Considering what Phish had recently done in Rock and Roll, Sand, Crosseyed, and Piper, I thought THE JAM was gonna come in Jibboo when it opened the second set.  Just for historical reference, the last time Jibboo opened a second set was from Vegas on 4/16–so, this isn’t something that usually happens.  As Trey drops his delay loops (with a slight hiccup at the start) for the jam, I was in heaven.  Unfortunately the eight-minute version goes nowhere and they go back into the closing segment of the song.  That’s okay because the Light that followed did most of the improvisational heavy lifting.  Further developing this new style of “storage” jamming, Phish unleashed a psychedelic monster on us.  It was somewhat similar to Rock and Roll’s Gorge jam, only not quite as danceable.

The Light jam came to a slow and natural halt and then an unexpected CDT roared over the crowed.  Trey teased Dixie and the theme from Harry Potter (Hedwig’s Theme) within the song before exploding into the jam.  The jam, however, quickly falls quietly–while I was expecting it to go places like 6/25/10’s CDT, the band slipped into a beautiful Slave.

Band takes stage (B. Greenfield)

The Slave was pretty, yes, but the peak was cut short by Trey.  However, Slave at least had a peak–unlike the Bowie or Hood later in the second set.

After an uneventful Free, Elton John’s Rocket Man started up. Guy Forget tweeted from YEMblog, “people have had these yellow rocket signs all show. Not sure if there’s more back story.” and that people were holding up rocket-related things before the show even started.  Page sang the number with Trey using a slide for parts of the song.  The song sounded great.  Hopefully it doesn’t disappear like Amoreena did.

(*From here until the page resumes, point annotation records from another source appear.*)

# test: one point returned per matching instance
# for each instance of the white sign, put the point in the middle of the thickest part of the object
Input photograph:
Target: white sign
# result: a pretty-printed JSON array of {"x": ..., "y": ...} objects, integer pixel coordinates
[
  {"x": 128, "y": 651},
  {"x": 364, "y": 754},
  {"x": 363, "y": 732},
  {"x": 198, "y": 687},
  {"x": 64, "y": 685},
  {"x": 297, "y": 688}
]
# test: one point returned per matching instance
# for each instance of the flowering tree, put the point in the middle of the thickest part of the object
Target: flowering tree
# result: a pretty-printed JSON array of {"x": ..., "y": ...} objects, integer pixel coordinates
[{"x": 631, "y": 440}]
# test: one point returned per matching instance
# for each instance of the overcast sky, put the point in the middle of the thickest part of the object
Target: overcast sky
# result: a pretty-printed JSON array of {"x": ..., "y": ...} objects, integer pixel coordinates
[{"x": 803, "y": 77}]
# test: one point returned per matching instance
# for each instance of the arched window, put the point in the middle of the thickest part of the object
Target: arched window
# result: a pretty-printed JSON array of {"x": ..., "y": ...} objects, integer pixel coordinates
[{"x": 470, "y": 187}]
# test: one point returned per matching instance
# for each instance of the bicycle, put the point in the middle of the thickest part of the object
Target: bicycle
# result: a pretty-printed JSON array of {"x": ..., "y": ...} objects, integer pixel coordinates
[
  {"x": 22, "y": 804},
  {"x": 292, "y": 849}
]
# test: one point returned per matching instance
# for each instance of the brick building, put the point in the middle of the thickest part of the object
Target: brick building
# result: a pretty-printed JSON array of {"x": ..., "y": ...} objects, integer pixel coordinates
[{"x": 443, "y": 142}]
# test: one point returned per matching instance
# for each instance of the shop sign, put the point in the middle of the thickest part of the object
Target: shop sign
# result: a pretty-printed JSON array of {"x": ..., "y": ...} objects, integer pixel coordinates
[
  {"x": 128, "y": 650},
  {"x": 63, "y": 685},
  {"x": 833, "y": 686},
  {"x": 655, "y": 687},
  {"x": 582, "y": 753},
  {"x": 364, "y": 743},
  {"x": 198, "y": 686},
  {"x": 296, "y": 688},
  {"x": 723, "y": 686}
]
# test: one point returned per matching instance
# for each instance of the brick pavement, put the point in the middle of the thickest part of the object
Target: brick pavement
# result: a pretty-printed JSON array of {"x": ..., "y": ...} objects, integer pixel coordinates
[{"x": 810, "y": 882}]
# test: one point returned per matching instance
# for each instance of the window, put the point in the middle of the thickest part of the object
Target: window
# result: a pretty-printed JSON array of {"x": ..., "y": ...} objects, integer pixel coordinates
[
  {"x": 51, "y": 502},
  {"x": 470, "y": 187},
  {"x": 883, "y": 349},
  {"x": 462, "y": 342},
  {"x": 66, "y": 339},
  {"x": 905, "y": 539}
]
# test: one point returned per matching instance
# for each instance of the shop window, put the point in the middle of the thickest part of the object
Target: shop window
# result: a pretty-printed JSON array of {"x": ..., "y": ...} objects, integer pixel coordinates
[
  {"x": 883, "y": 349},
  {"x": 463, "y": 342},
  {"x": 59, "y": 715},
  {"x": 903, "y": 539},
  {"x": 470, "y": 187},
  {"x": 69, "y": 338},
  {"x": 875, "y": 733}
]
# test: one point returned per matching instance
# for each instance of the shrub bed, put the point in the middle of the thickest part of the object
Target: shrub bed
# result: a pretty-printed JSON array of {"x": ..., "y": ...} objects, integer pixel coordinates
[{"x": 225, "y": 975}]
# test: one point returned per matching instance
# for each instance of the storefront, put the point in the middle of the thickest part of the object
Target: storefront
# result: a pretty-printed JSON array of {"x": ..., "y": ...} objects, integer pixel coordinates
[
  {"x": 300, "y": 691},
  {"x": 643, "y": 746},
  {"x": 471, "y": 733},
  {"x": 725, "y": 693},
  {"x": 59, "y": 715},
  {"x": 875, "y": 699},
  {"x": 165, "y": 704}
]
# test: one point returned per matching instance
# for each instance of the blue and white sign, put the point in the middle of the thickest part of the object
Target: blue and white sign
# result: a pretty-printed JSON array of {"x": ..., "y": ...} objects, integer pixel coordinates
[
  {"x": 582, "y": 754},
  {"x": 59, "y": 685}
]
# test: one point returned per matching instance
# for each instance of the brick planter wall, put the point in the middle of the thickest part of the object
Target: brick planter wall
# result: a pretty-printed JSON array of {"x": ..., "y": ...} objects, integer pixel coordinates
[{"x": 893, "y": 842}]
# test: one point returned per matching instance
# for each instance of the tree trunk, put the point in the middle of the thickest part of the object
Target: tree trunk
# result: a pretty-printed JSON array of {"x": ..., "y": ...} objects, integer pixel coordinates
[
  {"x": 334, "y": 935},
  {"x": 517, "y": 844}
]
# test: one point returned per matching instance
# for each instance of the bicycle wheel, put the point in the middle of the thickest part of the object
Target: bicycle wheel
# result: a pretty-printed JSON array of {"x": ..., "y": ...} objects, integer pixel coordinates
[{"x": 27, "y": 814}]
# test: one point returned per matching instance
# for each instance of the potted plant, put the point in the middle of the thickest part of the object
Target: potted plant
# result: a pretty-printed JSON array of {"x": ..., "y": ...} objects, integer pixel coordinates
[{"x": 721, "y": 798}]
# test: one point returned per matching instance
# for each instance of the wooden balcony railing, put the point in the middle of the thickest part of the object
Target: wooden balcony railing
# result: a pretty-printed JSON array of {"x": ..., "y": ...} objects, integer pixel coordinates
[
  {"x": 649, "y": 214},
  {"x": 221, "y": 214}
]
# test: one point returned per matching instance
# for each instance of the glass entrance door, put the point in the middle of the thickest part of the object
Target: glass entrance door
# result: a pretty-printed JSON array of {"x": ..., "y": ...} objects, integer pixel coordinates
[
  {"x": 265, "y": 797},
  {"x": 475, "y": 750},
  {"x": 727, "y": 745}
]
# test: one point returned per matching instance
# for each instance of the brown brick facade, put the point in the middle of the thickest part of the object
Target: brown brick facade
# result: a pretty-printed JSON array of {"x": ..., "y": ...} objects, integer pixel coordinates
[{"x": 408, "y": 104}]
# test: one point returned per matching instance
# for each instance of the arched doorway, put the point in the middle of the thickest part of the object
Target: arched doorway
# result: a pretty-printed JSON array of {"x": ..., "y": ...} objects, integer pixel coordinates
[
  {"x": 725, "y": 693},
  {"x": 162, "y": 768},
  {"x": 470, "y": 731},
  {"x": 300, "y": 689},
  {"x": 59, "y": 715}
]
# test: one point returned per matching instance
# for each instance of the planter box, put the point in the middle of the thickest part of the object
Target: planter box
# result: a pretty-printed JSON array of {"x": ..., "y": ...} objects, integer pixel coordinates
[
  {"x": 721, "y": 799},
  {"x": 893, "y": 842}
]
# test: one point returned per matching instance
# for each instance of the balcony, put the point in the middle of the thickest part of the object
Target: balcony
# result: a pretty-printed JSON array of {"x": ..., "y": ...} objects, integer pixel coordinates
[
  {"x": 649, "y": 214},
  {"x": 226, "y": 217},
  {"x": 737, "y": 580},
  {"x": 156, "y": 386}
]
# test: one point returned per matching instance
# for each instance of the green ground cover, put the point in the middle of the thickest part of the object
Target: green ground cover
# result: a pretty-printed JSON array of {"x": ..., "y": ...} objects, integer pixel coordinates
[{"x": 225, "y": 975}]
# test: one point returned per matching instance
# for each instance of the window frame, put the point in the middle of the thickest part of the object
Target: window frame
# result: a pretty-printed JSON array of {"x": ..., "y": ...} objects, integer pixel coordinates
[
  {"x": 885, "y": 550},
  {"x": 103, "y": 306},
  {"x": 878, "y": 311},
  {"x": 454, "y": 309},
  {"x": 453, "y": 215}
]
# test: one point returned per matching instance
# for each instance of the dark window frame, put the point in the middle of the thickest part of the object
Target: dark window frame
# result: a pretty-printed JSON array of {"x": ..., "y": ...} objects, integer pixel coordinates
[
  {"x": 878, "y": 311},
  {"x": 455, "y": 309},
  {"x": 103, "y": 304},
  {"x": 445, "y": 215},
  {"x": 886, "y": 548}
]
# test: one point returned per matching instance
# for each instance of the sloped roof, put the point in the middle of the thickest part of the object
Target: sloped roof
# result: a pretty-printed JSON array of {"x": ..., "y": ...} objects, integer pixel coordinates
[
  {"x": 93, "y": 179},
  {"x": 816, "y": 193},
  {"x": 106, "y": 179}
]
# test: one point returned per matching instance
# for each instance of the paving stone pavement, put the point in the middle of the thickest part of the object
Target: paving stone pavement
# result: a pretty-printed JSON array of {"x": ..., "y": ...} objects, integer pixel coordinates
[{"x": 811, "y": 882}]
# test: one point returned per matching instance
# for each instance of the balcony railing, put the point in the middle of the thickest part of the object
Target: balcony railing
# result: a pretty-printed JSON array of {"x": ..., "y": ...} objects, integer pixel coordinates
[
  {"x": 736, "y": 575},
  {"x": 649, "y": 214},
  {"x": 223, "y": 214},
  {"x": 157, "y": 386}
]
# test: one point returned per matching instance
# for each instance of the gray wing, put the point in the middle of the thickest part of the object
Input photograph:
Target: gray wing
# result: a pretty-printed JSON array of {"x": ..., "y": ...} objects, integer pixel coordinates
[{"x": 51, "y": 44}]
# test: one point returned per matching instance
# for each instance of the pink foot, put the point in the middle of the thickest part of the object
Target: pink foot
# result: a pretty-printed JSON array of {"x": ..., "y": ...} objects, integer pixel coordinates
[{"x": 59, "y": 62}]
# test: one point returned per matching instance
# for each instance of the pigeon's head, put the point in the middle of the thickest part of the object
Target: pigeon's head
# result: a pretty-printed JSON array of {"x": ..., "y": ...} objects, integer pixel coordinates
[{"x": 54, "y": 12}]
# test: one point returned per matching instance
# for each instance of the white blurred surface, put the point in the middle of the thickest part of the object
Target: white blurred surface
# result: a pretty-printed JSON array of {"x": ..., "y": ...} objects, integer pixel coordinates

Harry Hood featured a pretty jam segment.  After years of bashing Trey for not being able to play quietly, he’s finally getting control of his ‘doc.  He starts out patient, pretty, and quiet while slowly building the jam.  To our dismay, however, like Bowie earlier in the show, the jam led to NO peak whatsoever.  This was extremely disappointing–10 minutes? comon!

Walls of the Cave made up for the peak-less Hood though.  With Trey cumming all over the crowd, just like the first set closed out, this Walls is probably the best version of 3.0–I have to relisten though.

The encore was Bug and Coil.  This show marks the first time Slave, Hood, and Coil were played in the same show.